Data is crucial to security. But finding a cost-effective, efficient way to store the data generated by modern security stacks is proving challenging for companies. In search of a technology that scales as data volumes grow and offers a predictable storing model, security professionals are looking into data lakes. 

Two reasons are driving an interest in security data lakes, said Omar Khawaja,  Field CISO at Databricks, who recently spoke at Hunters Con, Hunters’ virtual conference. The first is the influx in security data. From EDRs to authentication tools to logs from cloud service providers, data plays a fundamental role in security operations. But SIEMs – technology created before the big data era – weren’t designed to handle the large volumes of data used by security professionals.


The legacy approach to SIEM that was used to manage the data "when it was 10x smaller, those no longer work nearly as well when data is growing 10, 20, 30 percent,” Khawaja said, adding that “for a typical SOC, it’s not unusual for them to double, triple quadruple [their data volumes] every two or three years.”

The second is changes to infrastructure that SIEMs weren’t designed to support. Data centers have been replaced with multiple cloud platforms and hybrid environments with work split between a cloud platform and an on-premise system. “SIEMs were optimized for [on-premise] environments but as more workloads move out of data centers and to the cloud or multiple clouds or the cloud with something still happening on-premise. You need a solution that’s optimized for this situation,” Khawaja said.

The failed equation of more data equalling greater storage costs

Handling this rise in data requires a storage platform that scales as data volumes increase, he said. Equally important is a pricing model that’s affordable. Charging by the amount of data in an environment will likely prove cost prohibitive. If increasing data collection by 10 percent also requires a 10 percent increase in the cost of running a SOC, “that equation fails miserably,” Khawaja said.

Large organizations have already encountered the limits of traditional SIEMs and transitioned to security data lakes, Khawaja said, noting that of the world’s 15 largest banks, he’s aware that half of them are using a security data lake. One bank that’s using a data lake is HSBC, which according to a Databricks blog, expanded its retention and enabled their threat hunters to perform 3x more hunts while lowering the total cost of ownership by leveraging the Databricks Lakehouse platform.

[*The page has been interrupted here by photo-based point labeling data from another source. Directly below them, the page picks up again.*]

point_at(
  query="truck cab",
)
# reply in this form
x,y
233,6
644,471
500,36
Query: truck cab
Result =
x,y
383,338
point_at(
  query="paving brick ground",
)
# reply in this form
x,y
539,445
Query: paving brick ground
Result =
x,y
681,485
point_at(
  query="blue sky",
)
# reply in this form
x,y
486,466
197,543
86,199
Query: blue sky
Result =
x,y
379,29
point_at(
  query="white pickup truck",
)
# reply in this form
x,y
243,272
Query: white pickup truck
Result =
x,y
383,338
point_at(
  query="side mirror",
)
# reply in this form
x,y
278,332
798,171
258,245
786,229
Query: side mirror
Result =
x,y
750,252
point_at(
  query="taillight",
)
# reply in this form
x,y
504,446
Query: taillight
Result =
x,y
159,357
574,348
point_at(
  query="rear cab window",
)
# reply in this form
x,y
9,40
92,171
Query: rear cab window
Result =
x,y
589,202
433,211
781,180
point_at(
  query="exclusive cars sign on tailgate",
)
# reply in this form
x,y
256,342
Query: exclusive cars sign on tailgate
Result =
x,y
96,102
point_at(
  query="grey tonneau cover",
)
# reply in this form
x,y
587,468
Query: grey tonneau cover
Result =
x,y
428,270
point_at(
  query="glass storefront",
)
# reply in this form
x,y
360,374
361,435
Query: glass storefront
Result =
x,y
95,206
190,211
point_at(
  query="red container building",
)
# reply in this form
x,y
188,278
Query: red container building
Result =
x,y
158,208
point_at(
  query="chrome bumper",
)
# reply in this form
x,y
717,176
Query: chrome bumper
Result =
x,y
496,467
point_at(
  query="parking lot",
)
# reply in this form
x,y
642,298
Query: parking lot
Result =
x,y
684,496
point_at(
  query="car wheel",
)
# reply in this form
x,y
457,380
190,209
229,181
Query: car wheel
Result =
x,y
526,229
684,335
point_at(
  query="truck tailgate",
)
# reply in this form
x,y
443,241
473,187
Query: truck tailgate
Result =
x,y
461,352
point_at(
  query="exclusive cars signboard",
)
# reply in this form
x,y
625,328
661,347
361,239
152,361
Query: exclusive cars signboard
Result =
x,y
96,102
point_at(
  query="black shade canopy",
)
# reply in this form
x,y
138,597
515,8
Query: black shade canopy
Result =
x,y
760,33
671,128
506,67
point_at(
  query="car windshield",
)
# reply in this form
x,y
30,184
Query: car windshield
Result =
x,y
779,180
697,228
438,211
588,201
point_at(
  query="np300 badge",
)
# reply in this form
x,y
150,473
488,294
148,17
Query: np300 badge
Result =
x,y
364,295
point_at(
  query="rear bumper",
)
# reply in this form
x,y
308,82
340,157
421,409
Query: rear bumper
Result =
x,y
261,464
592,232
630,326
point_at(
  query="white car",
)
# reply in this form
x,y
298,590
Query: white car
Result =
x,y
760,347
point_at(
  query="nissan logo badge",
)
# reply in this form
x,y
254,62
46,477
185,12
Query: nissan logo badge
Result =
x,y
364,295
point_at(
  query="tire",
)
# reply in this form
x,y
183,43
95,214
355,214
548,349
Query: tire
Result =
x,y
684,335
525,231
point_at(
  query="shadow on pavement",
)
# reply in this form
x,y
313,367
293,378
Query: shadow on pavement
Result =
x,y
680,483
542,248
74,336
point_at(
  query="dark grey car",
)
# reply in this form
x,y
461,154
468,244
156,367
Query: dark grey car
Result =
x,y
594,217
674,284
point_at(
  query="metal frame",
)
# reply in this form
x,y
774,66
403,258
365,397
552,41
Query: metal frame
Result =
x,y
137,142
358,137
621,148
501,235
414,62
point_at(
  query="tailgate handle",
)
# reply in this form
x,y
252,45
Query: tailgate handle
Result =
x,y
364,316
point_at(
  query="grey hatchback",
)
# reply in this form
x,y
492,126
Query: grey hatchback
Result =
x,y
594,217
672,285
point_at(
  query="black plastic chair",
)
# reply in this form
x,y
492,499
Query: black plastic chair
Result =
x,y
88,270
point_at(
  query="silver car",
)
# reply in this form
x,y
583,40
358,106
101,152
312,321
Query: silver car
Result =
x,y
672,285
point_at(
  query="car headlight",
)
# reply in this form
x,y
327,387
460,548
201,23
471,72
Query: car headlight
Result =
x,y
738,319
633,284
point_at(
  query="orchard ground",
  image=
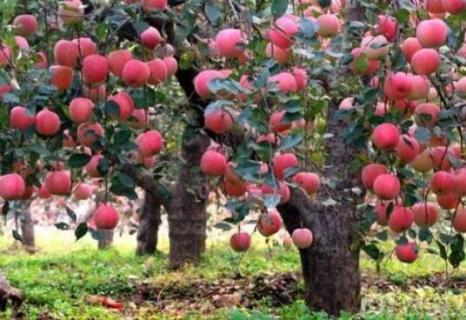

As data volumes rise, other companies will find themselves in a similar situation with their SIEMs, he added. “Everyone’s headed in the same direction. Ten years ago the amount of data a Fortune 100 company collected, that’s the same amount of data a Fortune 1000 company is likely collecting.”

The limitations of SIEM led ChargePoint, which operates electric vehicle charging stations in the U.S. and Europe, to switch to a data lake. With their previous SIEM, ChargePoint found that they had little control over the storage and retention of their data. When their security data was stored by the SIEM vendor, it was a challenge to take back ownership of the data, often involving high costs and red tape.

“Some organizations have a good data retention or data disposal policy, but most don't and they end up retaining data forever, including customer data,” said Rohan Singla, ChargePoint’s Director of Cybersecurity and Privacy. “This is a big pain point from both a cost perspective and a management perspective.”

Spicing up a vanilla data lake with partners

While data lakes may not offer the capabilities found compared to the technologies they’re replacing, data lake providers partner with other companies to fill these gaps. 

For SIEM replacement, Databricks has partnered with Hunters. Using Partner Connect, Databricks customers can set up a security data lake in just a few clicks using Hunters SOC Platform.

“Hunters are experts on the business processes for cybersecurity, just like there are other partners focused on the business cases for financial services. This hypothetical of leveraging the vanilla data lake to get price, performance, efficiency, quality of scale would have remained hypothetical if it weren’t for the value that organizations like Hunters provides,” Khawaja said.